隔了两条街,张怡就让徐建军把她放下来。
她虽然可以坚守自己对婚姻的态度,可架不住别人用异样的眼神看她,现在那些老街坊,是一点都不积口德,听风就是雨。
你裙子穿的短些,她们就说你不是个正经人,说不定背地里就是干那种见不得人勾当的;你跟某个男的打招呼热情点,她们就敢诋毁你勾引男人。

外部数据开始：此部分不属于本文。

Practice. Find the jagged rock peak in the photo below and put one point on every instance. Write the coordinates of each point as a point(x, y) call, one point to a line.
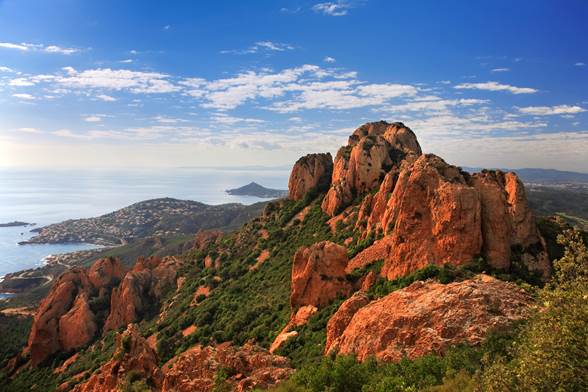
point(310, 173)
point(372, 151)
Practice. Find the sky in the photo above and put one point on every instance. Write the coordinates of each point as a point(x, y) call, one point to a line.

这也是张怡为什么宁愿住学校宿舍,也不太愿意回到这个家的原因。
看着渐渐远去的倩影,徐建军这个时候都有些佩服张怡的勇气。
在如今这个年代,如果内心不够强大,那些脱离世俗的观念和行为,是很难得到理解和认可的。
需要面临的非议和各方面的压力,是后人无法想像的。
不过徐建军也没多少功夫心疼这位邻家姐姐,飞往老美的航班直插云霄的那一刻,他的麻烦就随之而来。
所以回到家中,脸色明显没有之前那么好看。
正在全神贯注看红楼梦试播的廖芸没察觉到徐建军的情绪变化,但知道儿子今天出去干什么的何燕,却把他的神情尽收眼底。
“把他们俩送走了?”
找个借口拉着徐建军出来,何燕就迫不及待地问道。
“娘,这都是明摆着的事儿,您老就别操心了,本来风平浪静,要是关注的太多,弄不好就惹出事端来。”
“我这不是关心你嘛,换成旁人我才懒的过问呢。”
父母打着关心自己的旗号,净做些添麻烦的事儿,说又说不得,徐建军有些无奈地摊摊手。
“我勒个娘啊,您就当不知道这回事,就是对我最大的帮助了,她们不都在看红楼梦嘛,赶紧回去一起看吧。”
听出儿子的不耐烦,何燕也不再追问,可依然嘴硬的回应道。
“红楼梦脂粉气太重,最后结局还那么惨,我不爱看,不如西游记过瘾,再说就播那几集,剩下的还要等,更没意思,懒得跟着她们凑热闹。”
“员工俱乐部那边有棋牌室,也有人搓麻将,您老要是实在没事儿干,跟别人凑场子玩几圈麻将,打发时间的同时,还能交到新朋友,两全其美。”
“这还用你说,你爹年前搬过来的时候,就去见识过了,不过人家基本上都有自己的固定搭子,很少有缺人的情况,去看过几回,觉得没意思,后来就不怎么去了。”
见这个没用,徐建军立马转变思路。
“老大一家年刚过,就急急忙忙回他们自己家了,娘你就没问问是不是有什么十万火急的事儿需要处理?”
何燕看徐老二为了摆脱纠缠,连亲大哥都给卖了,忍不住翻了翻白眼。
“以前觉得惠芬这个儿媳妇挺不错的,模样长得周正,工作也体面,关键还会过日子。”
“可没想到她娘家却是个狗皮膏药,以前农村穷,粮食都用来上交了,建国他们两口子是双职工,接济一下家里谁也不能多嘴,毕竟我跟你爹都是这么过来的。”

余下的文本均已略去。